To play it safe, the Dramatic Arts Center presents each play and each production to the Ministry of Guidance and Islamic Culture for approval. It is said that nothing goes on stage without the ministry's "artistic stamp of approval," but even the censors seem unhappy. The job they are being asked to perform here isn't exactly easy. In fact, one could almost commiserate with them.
Everyone hopes to avoid a scandal, and that no one will be stupid enough to provoke the censors or venture into risky territory. After all, no one wants to go to prison, risk a few strokes with the lash or ruin his career. No one would be that foolish.

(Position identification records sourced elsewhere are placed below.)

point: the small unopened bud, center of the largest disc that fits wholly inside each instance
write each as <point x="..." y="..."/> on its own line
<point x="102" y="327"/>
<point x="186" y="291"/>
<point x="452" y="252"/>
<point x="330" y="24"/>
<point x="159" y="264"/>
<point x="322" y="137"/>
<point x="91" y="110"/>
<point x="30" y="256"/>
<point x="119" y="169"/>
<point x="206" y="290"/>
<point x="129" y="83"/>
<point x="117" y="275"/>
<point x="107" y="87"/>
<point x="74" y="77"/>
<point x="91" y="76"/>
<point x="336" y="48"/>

Or would they?
"I was lucky"
On that same morning, while a the group of young people wait patiently in the hope of scoring a few black market tickets, a man wearing a full beard drives his dark Citroën into a parking space owned by a company of which he is part owner, figurehead and star all in one. The man's name is Hossein Pakdel, and his reserved parking space is on a manicured side street in one of Tehran's better neighborhoods, a place where one can hear nightingales singing at night. Pakdel doesn't live far from here.
He locks the steering wheel, snaps on an additional lock for good measure, grabs his overstuffed briefcase and rushes up the three flights of stairs to the offices of the Tamasha Cultural Institute, one of the largest production companies in Iran's propaganda-driven filmmaking industry. Tomorrow is Friday, the Islamic day of prayer. Everything will be closed, and Pakdel and his partners have a lot to accomplish before then.
Pakdel and his two partners sit at a polished mahogany table in a bright conference room. Every few minutes the office assistant tiptoes into the room, clears away a few tiny tea glasses and replaces them with freshly filled glasses, or brings in Turkish coffee, crystal bowls filled with fruit or trays of syrupy sweets. The men deliberate over cast lists, stage sets, costumes, cost estimates and scripts. Pakdel smokes Kent Lights, using a black cigarette holder. Tamasha is in the process of shooting a documentary mini-series about the life of the Prophet Muhammad, based on a script written by Pakdel.
He is in his mid-forties, of average height and with broad shoulders, vain but friendly. He has written four plays, but he has made his fortune writing a dozen or so harmless television soap operas. He also hosts talk shows, produces campaign commercials and was an advisor to former President Ali Akbar Rafsanjani. Pakdel is happily married, has three grown children and owns a house -- not bad for someone from an extremely modest background. "I was lucky," he says.